Anschlussbegriff
Nichttriviale Systeme
Nichttriviale Systeme liefern bei gleichem Input nicht zwangsläufig denselben Output. Ihr Verhalten hängt von Struktur, Geschichte, Erwartungen, Rückkopplungen und Lernprozessen ab.
Auf einen Blick
- Einordnung: Anschlussbegriff im Bereich Glossar-Erweiterung.
- Wofür der Begriff gebraucht wird: Er hilft, die passende Frage zu Zuständen, Ursachen, Folgen und Grenzen zu stellen.
- Wirkungsökonomisch zählen Datenqualität, Bilanzgrenze, Zeitbezug, Nebenfolgen und Rückkopplung in Entscheidungen.

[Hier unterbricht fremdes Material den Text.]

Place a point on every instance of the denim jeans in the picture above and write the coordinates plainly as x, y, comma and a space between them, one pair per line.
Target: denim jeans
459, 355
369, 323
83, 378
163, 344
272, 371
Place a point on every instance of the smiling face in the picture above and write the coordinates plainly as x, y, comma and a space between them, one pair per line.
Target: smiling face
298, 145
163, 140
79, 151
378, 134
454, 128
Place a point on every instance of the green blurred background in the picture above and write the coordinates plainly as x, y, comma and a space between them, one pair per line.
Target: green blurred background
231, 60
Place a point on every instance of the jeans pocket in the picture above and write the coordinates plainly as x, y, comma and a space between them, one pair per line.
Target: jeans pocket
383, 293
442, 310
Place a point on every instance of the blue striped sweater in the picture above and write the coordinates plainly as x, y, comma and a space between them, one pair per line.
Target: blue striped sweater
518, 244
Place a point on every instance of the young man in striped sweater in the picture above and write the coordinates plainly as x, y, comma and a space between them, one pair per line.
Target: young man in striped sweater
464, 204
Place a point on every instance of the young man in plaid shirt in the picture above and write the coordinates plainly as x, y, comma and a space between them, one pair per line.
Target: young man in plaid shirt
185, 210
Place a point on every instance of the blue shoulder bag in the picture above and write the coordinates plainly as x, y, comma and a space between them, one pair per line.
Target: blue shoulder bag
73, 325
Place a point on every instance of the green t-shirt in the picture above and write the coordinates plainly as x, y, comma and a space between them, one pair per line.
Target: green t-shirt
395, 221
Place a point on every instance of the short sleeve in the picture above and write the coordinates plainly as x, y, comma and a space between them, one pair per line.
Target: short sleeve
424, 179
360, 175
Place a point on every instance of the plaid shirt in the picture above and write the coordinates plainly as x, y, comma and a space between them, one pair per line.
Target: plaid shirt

- Der Begriff ist keine fertige Bewertung und darf nicht isoliert gelesen werden. Er ist besonders anschlussfähig an Kybernetik, Rückkopplung, Wirkungsarchitektur.
Wirkungsökonomie
Einordnung in der Wirkungsökonomie
Gesellschaft, Wirtschaft, Natur, Medien, Organisationen und Demokratie sind für die WÖk nichttriviale Systeme. Darum reichen lineare Stellschrauben nicht aus.
Verwendung
Verwendung
„Nichttriviale Systeme“ wird verwendet, um Aussagen, Daten, Werkzeuge oder Entscheidungen im Bereich Glossar-Erweiterung präzise zuzuordnen.
Als Anschlussbegriff macht der Begriff sichtbar, welche Frage geprüft werden muss; er ersetzt weder Belege noch eine Bewertung der tatsächlichen Wirkung.
Abgrenzung
Abgrenzung
- Triviale Maschine, einfache Ursache-Wirkung-Kette, deterministische Steuerung, Planbarkeit.
Mess- und Steuerungsbezug
Wie daraus eine prüfbare Wirkungsfrage wird
Prüfbar wird „Nichttriviale Systeme“, wenn klar ist, welcher Zustand betrachtet wird, welche Quelle herangezogen wird, welche Bilanzgrenze gilt und welche Veränderung tatsächlich gemeint ist.
Für die Steuerung zählen deshalb nicht nur Definitionen, sondern Datenqualität, Vergleichsmaßstab, Zeitbezug, Nebenfolgen und die Rückkopplung in Entscheidung, Preis, Regel, Kapital, Kommunikation oder Verhalten.